For the peas and tomatoes, we’re making a hedge-type support system with used cattle panels. Using my trusty warren how, I ran a nice furrow along the base of the fencing to drop the peas in. I’d like two more by tomato planting time, but for now the “make do” side of me is thinking about planting the tomatoes down the center of the row. By the time they are big enough to need the support, the peas should be dying back, anyway.
I actually felt sort of sad turning under so much of my clover already, but was happy to see it had a nice dense root system, doing the main job we were looking for in a cover crop this year: pushing out the weeds.
Bear saw I was working in the garden and came down to chat.
“Can I help?” he asked.
Warmed my soul. The children were disappointed in the morning when I told them they couldn’t plant their sections until I had a way of marking off their squares, but they seemed to get over it as soon as they had the day and the sunshine to themselves.

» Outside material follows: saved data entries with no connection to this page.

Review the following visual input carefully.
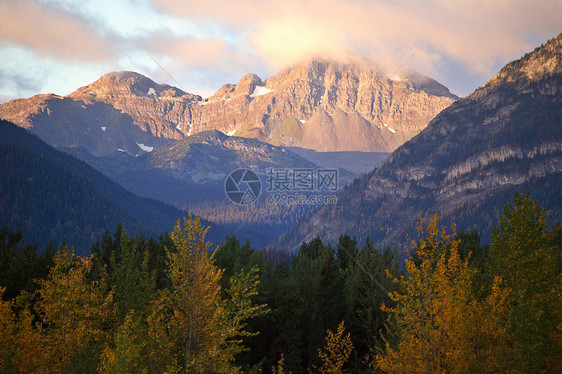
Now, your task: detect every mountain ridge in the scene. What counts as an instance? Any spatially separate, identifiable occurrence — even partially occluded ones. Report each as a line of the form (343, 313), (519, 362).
(0, 58), (457, 156)
(275, 33), (562, 249)
(60, 129), (341, 248)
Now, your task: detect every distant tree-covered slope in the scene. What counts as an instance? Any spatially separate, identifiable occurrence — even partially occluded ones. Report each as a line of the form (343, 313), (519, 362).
(0, 119), (225, 253)
(0, 139), (145, 252)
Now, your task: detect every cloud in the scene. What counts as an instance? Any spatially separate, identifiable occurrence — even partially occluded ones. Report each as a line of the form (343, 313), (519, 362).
(252, 14), (351, 69)
(0, 69), (41, 97)
(0, 44), (113, 98)
(149, 37), (239, 69)
(136, 34), (265, 94)
(0, 0), (115, 61)
(152, 0), (562, 81)
(1, 0), (560, 99)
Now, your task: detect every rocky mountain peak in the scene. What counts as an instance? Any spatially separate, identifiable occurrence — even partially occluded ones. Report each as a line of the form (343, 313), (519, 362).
(236, 73), (264, 95)
(1, 57), (458, 156)
(70, 71), (199, 101)
(268, 58), (457, 99)
(403, 72), (459, 99)
(485, 33), (561, 88)
(206, 73), (265, 102)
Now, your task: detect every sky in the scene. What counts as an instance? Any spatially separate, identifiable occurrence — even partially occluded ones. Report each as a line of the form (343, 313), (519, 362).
(0, 0), (560, 103)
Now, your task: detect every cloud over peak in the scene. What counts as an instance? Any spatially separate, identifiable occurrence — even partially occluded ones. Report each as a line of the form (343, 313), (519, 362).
(0, 0), (560, 99)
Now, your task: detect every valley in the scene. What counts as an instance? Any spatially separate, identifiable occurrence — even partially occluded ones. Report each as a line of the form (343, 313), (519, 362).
(0, 3), (560, 372)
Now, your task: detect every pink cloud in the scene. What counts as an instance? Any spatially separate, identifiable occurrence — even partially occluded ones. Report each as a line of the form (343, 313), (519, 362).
(0, 0), (115, 61)
(152, 0), (561, 77)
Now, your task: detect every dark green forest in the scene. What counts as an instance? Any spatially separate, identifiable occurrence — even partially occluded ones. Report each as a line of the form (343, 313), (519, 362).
(1, 193), (560, 373)
(0, 120), (236, 253)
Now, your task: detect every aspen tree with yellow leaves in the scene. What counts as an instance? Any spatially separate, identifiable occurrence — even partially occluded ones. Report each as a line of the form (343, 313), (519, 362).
(376, 214), (477, 374)
(316, 321), (354, 373)
(36, 247), (112, 373)
(149, 215), (267, 373)
(0, 287), (49, 372)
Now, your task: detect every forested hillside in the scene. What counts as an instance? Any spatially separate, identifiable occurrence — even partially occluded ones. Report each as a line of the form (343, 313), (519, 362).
(1, 193), (560, 373)
(0, 119), (225, 253)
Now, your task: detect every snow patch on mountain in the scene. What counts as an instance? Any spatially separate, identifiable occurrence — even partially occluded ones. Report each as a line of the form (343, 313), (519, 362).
(101, 127), (106, 131)
(383, 123), (396, 133)
(227, 130), (236, 136)
(136, 142), (154, 152)
(250, 86), (273, 97)
(147, 87), (156, 96)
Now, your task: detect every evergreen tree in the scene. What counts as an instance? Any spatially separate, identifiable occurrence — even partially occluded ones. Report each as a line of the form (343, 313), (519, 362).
(489, 193), (562, 372)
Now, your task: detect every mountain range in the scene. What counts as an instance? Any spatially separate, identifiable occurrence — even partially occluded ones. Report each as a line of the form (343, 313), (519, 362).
(0, 118), (329, 251)
(277, 33), (562, 249)
(1, 35), (560, 252)
(59, 130), (343, 247)
(0, 58), (455, 248)
(0, 59), (456, 158)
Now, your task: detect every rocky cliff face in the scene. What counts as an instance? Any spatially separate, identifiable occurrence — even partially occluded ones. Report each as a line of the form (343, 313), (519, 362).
(191, 60), (457, 151)
(0, 72), (195, 156)
(69, 71), (200, 138)
(0, 60), (456, 156)
(276, 33), (562, 250)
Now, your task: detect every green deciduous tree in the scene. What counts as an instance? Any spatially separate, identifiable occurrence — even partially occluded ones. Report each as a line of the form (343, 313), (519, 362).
(99, 310), (147, 374)
(489, 192), (562, 372)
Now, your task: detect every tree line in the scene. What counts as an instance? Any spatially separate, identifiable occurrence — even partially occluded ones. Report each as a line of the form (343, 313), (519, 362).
(0, 193), (560, 373)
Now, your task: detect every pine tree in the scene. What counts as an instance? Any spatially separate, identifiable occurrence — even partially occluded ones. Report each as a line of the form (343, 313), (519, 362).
(111, 233), (156, 322)
(346, 241), (399, 368)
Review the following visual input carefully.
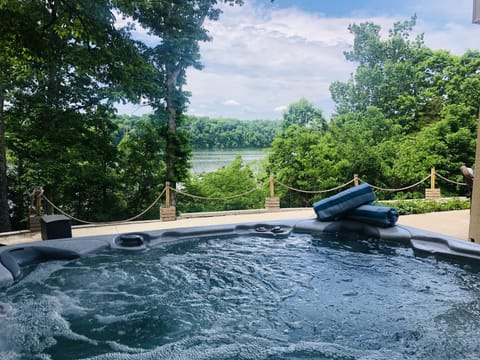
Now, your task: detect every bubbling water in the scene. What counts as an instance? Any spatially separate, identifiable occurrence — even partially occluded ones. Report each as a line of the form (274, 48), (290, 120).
(1, 233), (480, 359)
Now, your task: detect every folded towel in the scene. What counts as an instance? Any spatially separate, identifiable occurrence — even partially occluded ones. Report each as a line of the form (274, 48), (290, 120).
(313, 183), (376, 221)
(345, 204), (399, 228)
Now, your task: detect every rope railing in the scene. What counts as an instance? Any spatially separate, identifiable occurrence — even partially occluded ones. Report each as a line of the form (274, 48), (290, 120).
(30, 167), (470, 228)
(275, 179), (355, 194)
(358, 174), (433, 192)
(39, 187), (166, 225)
(172, 184), (262, 201)
(274, 169), (466, 195)
(435, 172), (467, 186)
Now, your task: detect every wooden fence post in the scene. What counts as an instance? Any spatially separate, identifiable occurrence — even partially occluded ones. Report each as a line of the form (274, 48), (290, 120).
(160, 181), (176, 221)
(269, 175), (275, 198)
(265, 175), (280, 210)
(165, 181), (170, 208)
(425, 167), (441, 200)
(354, 174), (359, 186)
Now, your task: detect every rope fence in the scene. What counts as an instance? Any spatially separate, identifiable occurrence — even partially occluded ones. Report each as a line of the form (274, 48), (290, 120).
(275, 179), (355, 194)
(359, 174), (433, 192)
(37, 188), (166, 225)
(30, 167), (470, 227)
(435, 172), (467, 186)
(172, 184), (262, 201)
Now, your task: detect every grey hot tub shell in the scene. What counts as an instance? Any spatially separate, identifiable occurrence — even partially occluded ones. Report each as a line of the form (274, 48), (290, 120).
(0, 218), (479, 289)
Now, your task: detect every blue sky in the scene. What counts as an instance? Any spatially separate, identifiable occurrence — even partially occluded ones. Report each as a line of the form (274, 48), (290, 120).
(117, 0), (480, 120)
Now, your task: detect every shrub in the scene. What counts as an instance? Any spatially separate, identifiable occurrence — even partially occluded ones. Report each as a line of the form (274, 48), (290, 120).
(377, 198), (470, 215)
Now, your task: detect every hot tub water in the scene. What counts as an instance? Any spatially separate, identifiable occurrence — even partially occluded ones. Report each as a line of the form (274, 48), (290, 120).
(1, 232), (480, 359)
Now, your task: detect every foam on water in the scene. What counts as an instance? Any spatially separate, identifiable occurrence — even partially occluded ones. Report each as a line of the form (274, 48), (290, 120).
(1, 234), (480, 359)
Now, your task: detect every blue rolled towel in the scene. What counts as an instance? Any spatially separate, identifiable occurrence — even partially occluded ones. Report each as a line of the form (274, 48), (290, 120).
(346, 204), (399, 228)
(313, 183), (376, 221)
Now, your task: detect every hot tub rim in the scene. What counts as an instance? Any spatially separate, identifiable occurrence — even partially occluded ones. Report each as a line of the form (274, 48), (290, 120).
(0, 218), (477, 289)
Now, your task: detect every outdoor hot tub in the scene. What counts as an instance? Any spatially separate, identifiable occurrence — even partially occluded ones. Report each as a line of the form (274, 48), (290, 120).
(1, 219), (480, 359)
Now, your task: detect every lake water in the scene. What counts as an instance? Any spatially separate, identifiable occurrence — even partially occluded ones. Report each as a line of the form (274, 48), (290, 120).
(190, 149), (268, 174)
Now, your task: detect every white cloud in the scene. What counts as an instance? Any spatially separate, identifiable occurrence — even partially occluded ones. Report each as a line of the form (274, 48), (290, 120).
(186, 2), (359, 120)
(111, 0), (480, 120)
(274, 105), (288, 113)
(418, 21), (480, 54)
(224, 99), (241, 106)
(168, 0), (480, 120)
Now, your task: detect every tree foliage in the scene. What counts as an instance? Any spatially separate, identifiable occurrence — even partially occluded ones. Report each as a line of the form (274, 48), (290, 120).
(3, 0), (147, 228)
(281, 97), (327, 131)
(1, 0), (249, 230)
(178, 155), (264, 213)
(182, 116), (279, 149)
(116, 116), (167, 218)
(116, 0), (247, 206)
(2, 8), (479, 230)
(268, 99), (329, 206)
(268, 18), (480, 204)
(113, 114), (279, 150)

But a voluntary helper? Makes me feel like we’ve done something right in this outdoour country lifestyle we’ve chosen.
“Don’t forget to leave some peas for me!” He interjected as I poured out the last of the package in my hand.
“Sweetheart, I still have two more packages. I should have enough for a fall planting and still have plenty for you guys.”
He smiled. He really likes gardening, and it always surprises me how hard he is willing to work. He can throw a temper tantrum over picking up a few legos, but out here he will work until his muscles are sore. I don’t know if it is the sun or the soil or the warm spring air, but it just feels right. Like this is how we are meant to live and how children are meant to be raised.
Hard work, free time and the great outdoors. For a fleeting moment, I feel just a twinge of the excitement I had when we moved here.